355
submitted 1 year ago by MicroWave@lemmy.world to c/world@lemmy.world

Even China's population of 1.4 billion would not be enough to fill all the empty apartments littered across the country, a former official said on Saturday, in a rare public critique of the country's crisis-hit property market.

China's property sector, once the pillar of the economy, has slumped since 2021 when real estate giant China Evergrande Group (3333.HK) defaulted on its debt obligations following a clampdown on new borrowing.

Big-name developers such as Country Garden Holdings (2007.HK) continue to teeter close to default even to this day, keeping home-buyer sentiment depressed.

As of the end of August, the combined floor area of unsold homes stood at 648 million square metres (7 billion square feet), the latest data from the National Bureau of Statistics (NBS) show.

That would be equal to 7.2 million homes, according to Reuters calculations, based on the average home size of 90 square metres.

top 50 comments
sorted by: hot top controversial new old
[-] DragonTypeWyvern@literature.cafe 132 points 1 year ago

I find it interesting that everyone is calling this bad management when it's indicating one thing above all:

Productivity has well exceeded the requirements of the population.

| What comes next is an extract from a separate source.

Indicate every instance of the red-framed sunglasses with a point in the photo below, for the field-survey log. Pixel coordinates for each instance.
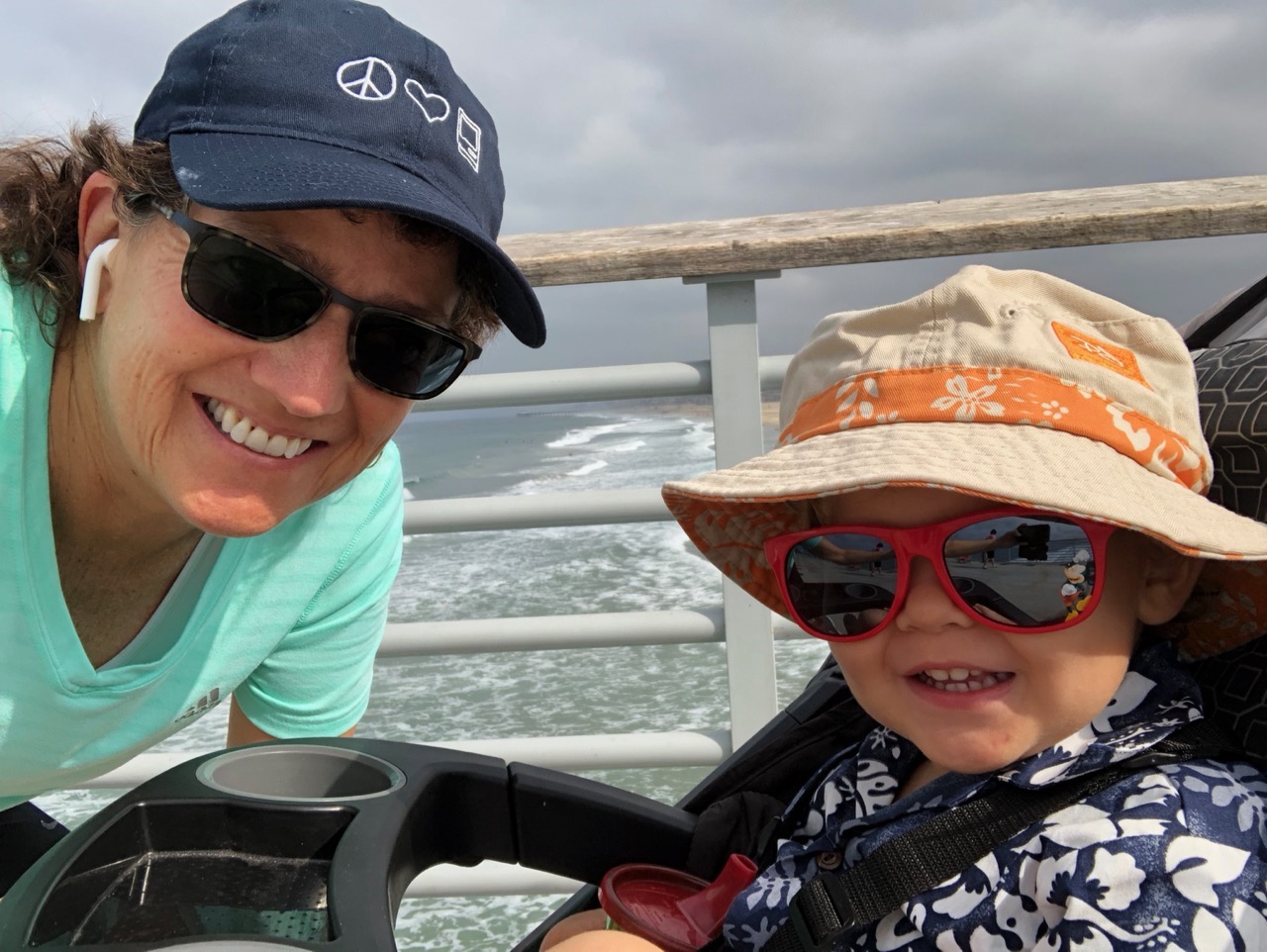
(1013, 569)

People simply don't need to work that hard anymore, but all industrialized societies, even would-be socialists, simply can't stand the idea of letting the working class have leisure time.

[-] somethingsnappy@lemmy.world 36 points 1 year ago

UBI and robust social safety nets should have started with the industrial revolution. Every time a machine, computer, or now robots, UBI should have increased and been given to more people.

[-] Aceticon@lemmy.world 15 points 1 year ago

I look at my own country of Portugal with a massive realestate prices bubble were more than half the youths only leave their parent's home after they're 30, more than 50% of recent graduates emigrating when they get their degrees and schools in certain areas lacking teachers because houses there are too expensive for a teacher salary, and think that maybe what China has there is actually good thing, not a bad thing.

Yeah, sure, "investors" are suffering, but why should the other 99% of people care?!

load more comments (6 replies)
[-] AngryCommieKender@lemmy.world 12 points 1 year ago

I do wonder what's going to happen to all that property as China's population hits 700,000,000 or so

[-] PersnickityPenguin@lemm.ee 11 points 1 year ago
load more comments (1 replies)
[-] mohammed_alibi@lemmy.world 6 points 1 year ago

A lot of developed countries are going to see a decrease in population starting in the next 20 years and that will probably go on until the end of this century.

Our growth-minded economics needs to shift. Maybe we need to focus on how to gracefully decline. A decrease in revenue does not mean a company is not profitable. So that mindset needs to change.

We really need to focus on geriatric care, there will be a lot more old people than young people, so we need some way to get care to all the old people without over-burdening the young. More robots? Or robot-assisted care so that is it not so taxing on a nurse? I recently had to help a neighbor who was in declining health and mind, and man, I do not want myself to be in that state burdening my children and family. So we need some legislature to allow assisted suicide for those with terminal illness so I can go and die with dignity and grace.

Then we need a new de-construction industry that is focused on removing old buildings and old infrastructure and restoring the land back to its natural state. Otherwise we will have a plague of urban decay if that's not managed well.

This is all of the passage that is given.